Eyes with high myopia are significantly larger in volume than nonmyopic eyes, and this enlargement occurs independently of the presence of posterior staphylomas, according to new research.

Using three-dimensional magnetic resonance imaging (3D MRI), researchers from the Department of Ophthalmology and Visual Science at the Institute of Science Tokyo evaluated 370 eyes with high myopia (HM) and 44 non-HM eyes to investigate how ocular volume correlates with axial length, eye shape, and myopic complications.
HM was defined as a refractive error worse than −8 D or an axial length of at least 26.5 mm. MRI-based volumetric analysis allowed for objective evaluation of globe shape and the presence of posterior staphylomas from multiple viewing angles.

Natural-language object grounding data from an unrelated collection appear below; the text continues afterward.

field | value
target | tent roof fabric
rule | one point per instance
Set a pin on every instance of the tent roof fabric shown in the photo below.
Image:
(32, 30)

The investigators found that HM eyes had higher mean eye volume (12.42 ± 2.40 mL vs 9.67 ± 1.41 mL in non-HM eyes) and were generally larger in volume by approximately 1.3 times (P<.001). The maximum recorded volume was 24.95 mL in HM eyes, which was nearly 3 times greater than the non-HM mean.
Axial length in HM eyes was also longer (30.17 ± 2.35 mm) than non-HM eyes (24.73 ± 1.08 mm, P<.001). Lateral length of HM eyes was significant, but differences in vertical length were not.
Five eye shape categories were defined from 3D MRI images: spherical, cylindrical, nasally distorted, temporally distorted, and barrel-shaped. Barrel-shaped eyes were most common in both HM and non-HM eyes, while temporally distorted shape was seen only in HM eyes.
Volume by shape (in HM eyes):
- Barrel: 13.12 ± 2.13 mL
- Cylindrical: 11.56 ± 2.04 mL (significantly smaller)
- Temporal: 12.95 ± 3.48 mL
- Spherical: 12.1 ± 1.53 mL
The researchers noted that axial length was shorter in spherical and cylindrical-shaped eyes, compared with the other shapes. “These findings suggested that the smallest eye volume in cylindrical-shaped eyes was not only because the posterior scleral pole was conical but also because the axial and vertical lengths were shorter. However, this conclusion needs further investigations, including longitudinal observations,” they added.
Posterior staphylomas were identified in 74.4% of HM eyes but none of the non-HM eyes. Interestingly, the presence of a staphyloma was not associated with a larger eye volume; however, axial length was significantly longer in eyes without staphyloma (30.42 mm vs 29.42 mm, P=.006). Multivariate regression analysis also showed that eye volume was negatively associated with age.
Volume and axial length increased with the severity of myopic maculopathy, based on the META-PM classification system. However, complications such as myopic traction maculopathy, myopic neovascularization, or myopic glaucoma-like optic neuropathy were not significantly correlated with ocular volume.
Because this was a single-center study, there may have been selection bias for the participants, which limited the generalizability of the findings, the authors noted. Among their other limitations, some staphyloma cases may have been missed because of the resolution of the 3D MRI, and variance in ocular volume measurements was possible because of the manual nature of that step in the process.
The researchers concluded that HM eyes are significantly larger in volume than non-HM eyes and that this enlargement is primarily due to equatorial and axial expansion—not necessarily the formation of a staphyloma. “However,” the authors noted, “the relationship between the volume of an eye and the presence of posterior staphyloma has not been investigated yet in large case cohorts [and] posterior staphyloma formation was correlated with reduced eye volume, which was possibly due to flattening of scleral curvature anteriorly in staphyloma.”
These insights may aid clinicians in understanding disease mechanisms in pathologic myopia.
A full list of author disclosures can be found in the published research.